In side-looking mode, $\theta$ is within a small range around ${90}^{\circ }$, and the quadratic terms in (2) play the dominant role. Then, the resolution can be improved significantly via the SAR technique [33,34]. However, in forward-looking mode, $\theta$ is within a small range around $0^{\circ }$, and the linear term in (2) plays the dominant role. In this case, the Doppler bandwidth becomes much smaller, and SAR cannot work for forward-looking imaging.

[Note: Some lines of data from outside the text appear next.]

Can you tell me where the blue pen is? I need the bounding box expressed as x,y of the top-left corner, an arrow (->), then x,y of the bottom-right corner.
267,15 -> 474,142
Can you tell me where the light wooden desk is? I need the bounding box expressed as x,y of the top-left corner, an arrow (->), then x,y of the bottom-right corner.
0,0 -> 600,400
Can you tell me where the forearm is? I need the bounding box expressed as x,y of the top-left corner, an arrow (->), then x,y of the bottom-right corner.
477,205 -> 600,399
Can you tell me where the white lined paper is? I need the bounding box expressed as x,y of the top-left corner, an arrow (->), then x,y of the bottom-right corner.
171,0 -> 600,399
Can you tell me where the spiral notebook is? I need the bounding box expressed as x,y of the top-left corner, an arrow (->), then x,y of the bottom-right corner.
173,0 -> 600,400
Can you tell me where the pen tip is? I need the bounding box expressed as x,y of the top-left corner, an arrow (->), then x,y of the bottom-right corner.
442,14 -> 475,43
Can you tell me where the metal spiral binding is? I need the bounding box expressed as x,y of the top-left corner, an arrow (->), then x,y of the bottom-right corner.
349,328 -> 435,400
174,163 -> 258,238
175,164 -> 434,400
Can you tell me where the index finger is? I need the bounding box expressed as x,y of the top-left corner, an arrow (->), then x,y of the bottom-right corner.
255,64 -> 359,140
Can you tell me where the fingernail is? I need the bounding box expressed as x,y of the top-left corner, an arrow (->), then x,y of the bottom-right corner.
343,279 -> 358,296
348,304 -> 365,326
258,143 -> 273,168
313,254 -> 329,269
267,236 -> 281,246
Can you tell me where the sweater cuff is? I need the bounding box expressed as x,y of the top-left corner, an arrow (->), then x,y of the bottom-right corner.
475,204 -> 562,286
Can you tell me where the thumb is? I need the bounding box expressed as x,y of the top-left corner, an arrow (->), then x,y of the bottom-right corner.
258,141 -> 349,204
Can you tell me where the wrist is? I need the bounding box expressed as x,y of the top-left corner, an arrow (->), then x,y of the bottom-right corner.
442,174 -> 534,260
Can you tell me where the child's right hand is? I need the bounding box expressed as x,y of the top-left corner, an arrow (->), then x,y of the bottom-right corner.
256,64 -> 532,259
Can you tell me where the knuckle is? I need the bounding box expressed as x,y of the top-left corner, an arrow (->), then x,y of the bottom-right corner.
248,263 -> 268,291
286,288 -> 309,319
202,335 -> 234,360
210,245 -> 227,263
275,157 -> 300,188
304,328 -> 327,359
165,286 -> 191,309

Since the second-order term above is very small and the product of time and velocity is also much smaller than $R_0$, Equation (2) can be approximated as:

$$R\left(t\right)\cong R_0-cos{\theta }_{i}cos\phi \upsilon t.$$

(3)

Equation (3) shows that targets in different cross-range angles of the forward-looking region have different range histories, which result in a different added Doppler phase of different targets. This is why we cannot employ real-valued signal recovery approaches to deal with the forward-looking imaging problem. In forward-looking imaging, we also transmit linear frequency modulation (LFM) signals in order to easily realize high range resolution. For far distance imaging regions, the signal received after the antenna scans in the forward-looking region is:

$$g(t,\tau )=\sum _{k=1}^K{\sigma }_{k}a({\theta }_k,\tau )rect\left(\frac{\tau -\frac{2R\left(t\right)}{c}}{T}\right)exp\left(-j\frac{4\pi }{\lambda }R\left(t\right)\right)exp\left(j\pi K_r{[\tau -\frac{2R\left(t\right)}{c}]}^2\right)$$

(4)

where K is the number of samples in the cross-range dimension that can be calculated by $K=\varphi ·PRF/\omega$, wherein $\varphi$ is the scanning region, $\omega$ is the sweep speed, and $PRF$ is the pulse repetition frequency. $rect\left(·\right)$ denotes the unit rectangular function, and T denotes the signal duration. $rect\left(\frac{t}{T}\right)=1$ when $\left|t\right|\le T$. t and $\tau$ represent the fast and slow time in the range dimension and cross-range dimension, respectively. In radar signal processing, operations that are applied to data from a single pulse occur on the shortest time scale (often referred to as fast time), and the sampling interval between pulses is referred to as slow time. $f_c$ denotes carrier frequency, and $K_r$ denotes the chirp rate. $a(·)$ is the antenna pattern modulation function, and ${\theta }_k$ denotes the antenna pointing direction of the k-th signal.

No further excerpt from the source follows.